For multimodal tasks, reasoning, math, and factual accuracy, Gemini 3 is the clear winner. The tech is genuinely next-level.

What Antigravity Promises (When It Works)

The vision for Antigravity is actually pretty compelling. When it works, you get agents that can operate across your editor, terminal, and browser simultaneously. You describe what you want to build, and the agents plan it out, write the code, test it in a browser, and generate artifacts like task lists, implementation plans, and browser recordings to show you what they did.

It supports Gemini 3 Pro as the default, but you can also use Claude Sonnet 4.5 or OpenAI's GPT-OSS models. Google says they're offering generous rate limits that refresh every five hours. And the whole thing is designed around this "agent-first" workflow where you manage multiple agents working on different parts of your project at the same time from a mission control view.

The problem is that vision requires the product to actually function. And right now, for most people, it doesn't.

Why This Matters

Look, Gemini 3 might genuinely be the best reasoning model available right now. The benchmarks back that up.

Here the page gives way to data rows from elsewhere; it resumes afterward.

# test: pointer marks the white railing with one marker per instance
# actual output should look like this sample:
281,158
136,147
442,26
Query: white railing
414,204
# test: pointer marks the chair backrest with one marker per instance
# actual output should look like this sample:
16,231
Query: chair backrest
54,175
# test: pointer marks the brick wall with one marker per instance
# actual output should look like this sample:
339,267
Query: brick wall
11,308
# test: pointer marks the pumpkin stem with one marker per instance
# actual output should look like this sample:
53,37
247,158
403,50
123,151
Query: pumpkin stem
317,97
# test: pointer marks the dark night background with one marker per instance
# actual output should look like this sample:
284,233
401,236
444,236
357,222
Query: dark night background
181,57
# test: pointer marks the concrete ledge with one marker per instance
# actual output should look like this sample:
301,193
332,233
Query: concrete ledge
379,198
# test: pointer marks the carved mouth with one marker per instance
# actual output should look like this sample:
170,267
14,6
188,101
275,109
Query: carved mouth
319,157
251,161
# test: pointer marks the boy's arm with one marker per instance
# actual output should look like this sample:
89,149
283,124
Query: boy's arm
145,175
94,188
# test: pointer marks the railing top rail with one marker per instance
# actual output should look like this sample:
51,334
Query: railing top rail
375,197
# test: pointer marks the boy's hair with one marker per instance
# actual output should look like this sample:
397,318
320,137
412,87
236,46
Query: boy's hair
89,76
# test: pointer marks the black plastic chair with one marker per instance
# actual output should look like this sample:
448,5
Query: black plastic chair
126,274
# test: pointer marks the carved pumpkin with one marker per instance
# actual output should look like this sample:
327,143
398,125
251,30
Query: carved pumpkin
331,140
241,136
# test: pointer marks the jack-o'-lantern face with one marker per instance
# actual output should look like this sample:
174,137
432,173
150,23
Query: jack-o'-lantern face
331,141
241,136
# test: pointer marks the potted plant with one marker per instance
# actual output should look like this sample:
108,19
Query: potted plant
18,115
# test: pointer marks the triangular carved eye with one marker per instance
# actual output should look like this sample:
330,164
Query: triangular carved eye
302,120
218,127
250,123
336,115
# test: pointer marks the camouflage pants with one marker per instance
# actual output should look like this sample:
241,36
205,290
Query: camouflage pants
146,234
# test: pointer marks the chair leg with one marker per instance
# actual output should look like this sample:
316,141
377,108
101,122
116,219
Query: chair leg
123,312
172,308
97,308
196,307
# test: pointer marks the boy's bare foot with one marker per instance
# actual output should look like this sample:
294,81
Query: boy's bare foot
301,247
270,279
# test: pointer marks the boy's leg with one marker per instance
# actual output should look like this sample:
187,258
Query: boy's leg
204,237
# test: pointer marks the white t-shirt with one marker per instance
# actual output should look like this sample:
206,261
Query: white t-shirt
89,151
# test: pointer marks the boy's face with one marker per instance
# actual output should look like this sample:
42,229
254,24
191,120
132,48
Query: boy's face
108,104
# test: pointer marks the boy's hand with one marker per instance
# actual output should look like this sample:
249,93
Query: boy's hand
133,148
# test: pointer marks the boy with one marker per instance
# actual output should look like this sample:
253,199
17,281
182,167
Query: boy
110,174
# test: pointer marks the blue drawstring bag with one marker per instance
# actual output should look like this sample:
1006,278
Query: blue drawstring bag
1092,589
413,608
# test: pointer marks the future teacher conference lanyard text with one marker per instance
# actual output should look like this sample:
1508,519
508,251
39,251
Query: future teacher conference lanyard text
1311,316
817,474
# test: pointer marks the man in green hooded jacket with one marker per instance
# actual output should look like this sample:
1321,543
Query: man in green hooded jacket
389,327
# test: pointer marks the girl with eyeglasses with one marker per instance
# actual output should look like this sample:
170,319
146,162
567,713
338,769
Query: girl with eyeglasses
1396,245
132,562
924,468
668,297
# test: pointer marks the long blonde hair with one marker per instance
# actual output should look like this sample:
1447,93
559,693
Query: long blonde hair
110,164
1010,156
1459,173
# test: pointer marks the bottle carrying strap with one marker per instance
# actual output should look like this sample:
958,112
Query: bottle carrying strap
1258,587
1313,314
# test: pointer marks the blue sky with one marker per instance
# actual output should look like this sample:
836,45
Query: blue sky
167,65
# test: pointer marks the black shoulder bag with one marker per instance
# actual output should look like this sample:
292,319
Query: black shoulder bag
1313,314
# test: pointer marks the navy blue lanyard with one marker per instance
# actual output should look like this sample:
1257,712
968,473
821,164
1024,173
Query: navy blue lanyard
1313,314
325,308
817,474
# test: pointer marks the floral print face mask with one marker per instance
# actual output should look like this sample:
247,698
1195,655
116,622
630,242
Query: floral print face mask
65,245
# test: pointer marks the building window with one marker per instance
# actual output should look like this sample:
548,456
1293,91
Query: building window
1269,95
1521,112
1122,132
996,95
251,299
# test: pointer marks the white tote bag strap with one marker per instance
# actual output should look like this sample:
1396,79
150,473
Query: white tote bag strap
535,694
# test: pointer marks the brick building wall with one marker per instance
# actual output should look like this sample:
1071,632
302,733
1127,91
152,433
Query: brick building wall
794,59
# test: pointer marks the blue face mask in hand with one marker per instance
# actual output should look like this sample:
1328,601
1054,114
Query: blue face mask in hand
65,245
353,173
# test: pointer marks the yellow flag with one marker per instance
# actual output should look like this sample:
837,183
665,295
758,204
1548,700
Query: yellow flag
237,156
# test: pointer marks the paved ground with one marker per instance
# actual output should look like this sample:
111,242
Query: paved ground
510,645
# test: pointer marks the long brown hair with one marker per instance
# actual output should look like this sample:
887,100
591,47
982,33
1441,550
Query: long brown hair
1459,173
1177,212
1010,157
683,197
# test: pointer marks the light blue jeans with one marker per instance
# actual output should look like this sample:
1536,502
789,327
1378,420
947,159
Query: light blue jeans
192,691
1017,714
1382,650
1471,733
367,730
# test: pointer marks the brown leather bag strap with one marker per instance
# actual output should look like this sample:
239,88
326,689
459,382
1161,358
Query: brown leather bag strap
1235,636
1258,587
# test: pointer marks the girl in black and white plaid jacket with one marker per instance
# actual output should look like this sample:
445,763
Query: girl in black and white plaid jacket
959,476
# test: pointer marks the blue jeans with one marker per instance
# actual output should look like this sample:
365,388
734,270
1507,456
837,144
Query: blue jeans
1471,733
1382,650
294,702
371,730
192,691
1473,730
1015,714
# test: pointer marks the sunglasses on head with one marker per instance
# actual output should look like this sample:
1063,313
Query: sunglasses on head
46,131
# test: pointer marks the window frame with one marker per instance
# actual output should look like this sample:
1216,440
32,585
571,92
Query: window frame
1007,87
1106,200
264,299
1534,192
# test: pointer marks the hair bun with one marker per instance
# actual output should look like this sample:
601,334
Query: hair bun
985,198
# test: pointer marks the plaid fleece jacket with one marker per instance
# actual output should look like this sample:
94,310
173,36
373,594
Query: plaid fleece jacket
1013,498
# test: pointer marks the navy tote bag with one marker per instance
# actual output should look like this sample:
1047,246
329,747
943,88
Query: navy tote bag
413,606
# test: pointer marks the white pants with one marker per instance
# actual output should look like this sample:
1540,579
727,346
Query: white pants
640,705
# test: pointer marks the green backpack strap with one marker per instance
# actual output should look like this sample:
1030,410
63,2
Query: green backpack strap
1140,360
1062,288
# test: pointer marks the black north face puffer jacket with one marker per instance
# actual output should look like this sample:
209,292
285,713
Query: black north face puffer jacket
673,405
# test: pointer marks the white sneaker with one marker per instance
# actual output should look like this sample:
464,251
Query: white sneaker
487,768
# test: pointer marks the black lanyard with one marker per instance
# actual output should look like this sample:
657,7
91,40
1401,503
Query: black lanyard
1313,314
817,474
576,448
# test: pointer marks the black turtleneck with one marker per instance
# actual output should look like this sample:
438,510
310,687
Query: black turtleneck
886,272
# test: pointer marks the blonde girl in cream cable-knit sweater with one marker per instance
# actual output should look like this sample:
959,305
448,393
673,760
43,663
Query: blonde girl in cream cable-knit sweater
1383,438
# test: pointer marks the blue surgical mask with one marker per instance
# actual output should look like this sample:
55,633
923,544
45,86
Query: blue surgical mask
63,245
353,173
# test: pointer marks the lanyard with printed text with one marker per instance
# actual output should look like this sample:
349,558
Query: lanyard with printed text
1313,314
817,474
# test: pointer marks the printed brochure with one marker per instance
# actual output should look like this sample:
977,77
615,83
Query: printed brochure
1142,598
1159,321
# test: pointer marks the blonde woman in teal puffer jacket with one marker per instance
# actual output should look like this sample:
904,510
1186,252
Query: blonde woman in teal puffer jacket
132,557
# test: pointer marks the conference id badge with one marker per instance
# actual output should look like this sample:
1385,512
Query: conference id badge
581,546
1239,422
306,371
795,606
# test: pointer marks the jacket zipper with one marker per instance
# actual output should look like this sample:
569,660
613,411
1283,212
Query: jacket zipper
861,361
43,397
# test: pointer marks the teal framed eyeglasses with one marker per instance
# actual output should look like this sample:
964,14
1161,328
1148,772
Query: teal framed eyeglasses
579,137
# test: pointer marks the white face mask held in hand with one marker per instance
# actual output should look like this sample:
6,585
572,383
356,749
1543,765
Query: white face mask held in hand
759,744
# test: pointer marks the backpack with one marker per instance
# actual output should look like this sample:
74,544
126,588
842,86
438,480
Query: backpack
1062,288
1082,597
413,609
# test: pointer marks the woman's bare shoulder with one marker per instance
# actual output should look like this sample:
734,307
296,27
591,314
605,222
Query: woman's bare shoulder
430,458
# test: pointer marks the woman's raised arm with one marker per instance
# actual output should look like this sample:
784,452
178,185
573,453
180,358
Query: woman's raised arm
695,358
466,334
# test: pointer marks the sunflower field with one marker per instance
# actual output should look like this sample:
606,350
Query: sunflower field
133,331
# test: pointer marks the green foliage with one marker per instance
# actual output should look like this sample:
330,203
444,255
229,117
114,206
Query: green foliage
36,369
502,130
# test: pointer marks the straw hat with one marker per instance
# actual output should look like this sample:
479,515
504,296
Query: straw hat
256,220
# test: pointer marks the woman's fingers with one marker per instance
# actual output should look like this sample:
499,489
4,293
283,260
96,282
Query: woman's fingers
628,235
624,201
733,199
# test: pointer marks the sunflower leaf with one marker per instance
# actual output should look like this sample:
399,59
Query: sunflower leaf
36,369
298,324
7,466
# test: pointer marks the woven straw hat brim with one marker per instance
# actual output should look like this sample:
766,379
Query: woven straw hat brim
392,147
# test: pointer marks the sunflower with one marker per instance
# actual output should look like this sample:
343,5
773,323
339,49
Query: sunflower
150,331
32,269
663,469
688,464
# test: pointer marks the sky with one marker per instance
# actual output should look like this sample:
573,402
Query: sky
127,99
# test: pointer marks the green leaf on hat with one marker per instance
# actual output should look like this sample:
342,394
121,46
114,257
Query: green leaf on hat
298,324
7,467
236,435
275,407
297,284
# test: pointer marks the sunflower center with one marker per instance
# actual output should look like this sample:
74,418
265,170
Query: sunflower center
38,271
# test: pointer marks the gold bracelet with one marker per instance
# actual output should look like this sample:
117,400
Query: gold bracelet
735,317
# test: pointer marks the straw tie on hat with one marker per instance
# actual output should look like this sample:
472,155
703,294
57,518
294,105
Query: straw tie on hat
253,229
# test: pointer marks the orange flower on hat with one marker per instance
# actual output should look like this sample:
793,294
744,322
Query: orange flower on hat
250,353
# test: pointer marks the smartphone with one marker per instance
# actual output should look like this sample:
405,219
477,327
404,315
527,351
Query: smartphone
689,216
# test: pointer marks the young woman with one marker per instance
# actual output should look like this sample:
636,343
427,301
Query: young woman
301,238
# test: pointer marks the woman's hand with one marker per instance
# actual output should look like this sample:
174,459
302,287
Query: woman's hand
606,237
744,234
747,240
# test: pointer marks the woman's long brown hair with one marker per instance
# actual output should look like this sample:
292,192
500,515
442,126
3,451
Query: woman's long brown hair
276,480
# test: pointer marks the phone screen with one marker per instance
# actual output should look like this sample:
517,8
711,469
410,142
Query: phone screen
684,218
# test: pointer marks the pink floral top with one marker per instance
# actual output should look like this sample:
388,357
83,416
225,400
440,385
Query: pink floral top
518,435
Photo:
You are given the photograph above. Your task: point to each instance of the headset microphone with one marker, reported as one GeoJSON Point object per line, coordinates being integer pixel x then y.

It handles 1 million token context windows, scores at PhD-level on complex reasoning tasks, and absolutely crushes math and multimodal understanding.

But none of that matters if developers can't access it. Impressive tech sitting behind broken login screens and $250/month paywalls is just vaporware.

Compare this to how Anthropic launched Claude Sonnet 4.5 or how OpenAI rolled out GPT-5.1. You just open Claude or ChatGPT, select the model, and start using it. That's it. No infinite loading spinners. No waitlists for the CLI. No hunting for workarounds.

Google is clearly rushing to compete in the AI race, but they're shipping products that aren't ready. This is becoming a pattern. Remember the Gemini 2 launch issues? The AI Overviews controversy? Google keeps announcing impressive technology before it actually works for regular users.

The irony is that the underlying model is probably great. Gemini 3 has the benchmarks to prove it's a legitimate competitor. But delivery matters just as much as capability, and Google is failing at delivery.

What You Can Actually Do Right Now

If you want to try Gemini 3 today, here are your options:

  1. Download Antigravity and hope you're one of the lucky ones who gets past the setup screen: https://antigravity.google/

  2. Join the Gemini CLI waitlist if you're not already paying $250/month: https://geminicli.com/docs/get-started/gemini-3/

  3. Pay for Google AI Ultra at $249.99/month to get immediate CLI access (probably not worth it just for this)

  4. Wait a few weeks for Google to actually fix the login issues and expand access

  5. Keep using Claude Code, Cursor, or whatever you're currently using that actually works

If you want to see what Antigravity looks like when it's functioning, check out Theo's video where he walks through the early access build.

Time estimate: Could be days or weeks before this is actually usable for most developers

Cost: Free if you can get in, $249.99/month if you need it now through CLI

The Bottom Line

The model is legitimately good. The benchmarks prove it. Gemini 3 Pro is beating GPT-5.1 and Claude Sonnet 4.5 across most major tests. When Antigravity works, it looks like it could be a solid development environment.

But the launch is completely botched. Login screens that don't work, paywalls for basic access, buggy experiences for the few who get through. This is exactly the kind of rushed, half-baked rollout that makes developers lose trust in Google's AI products.

The tech might be impressive, but the execution is broken. And until Google fixes that, Gemini 3 is just another announcement that doesn't translate into something you can actually use.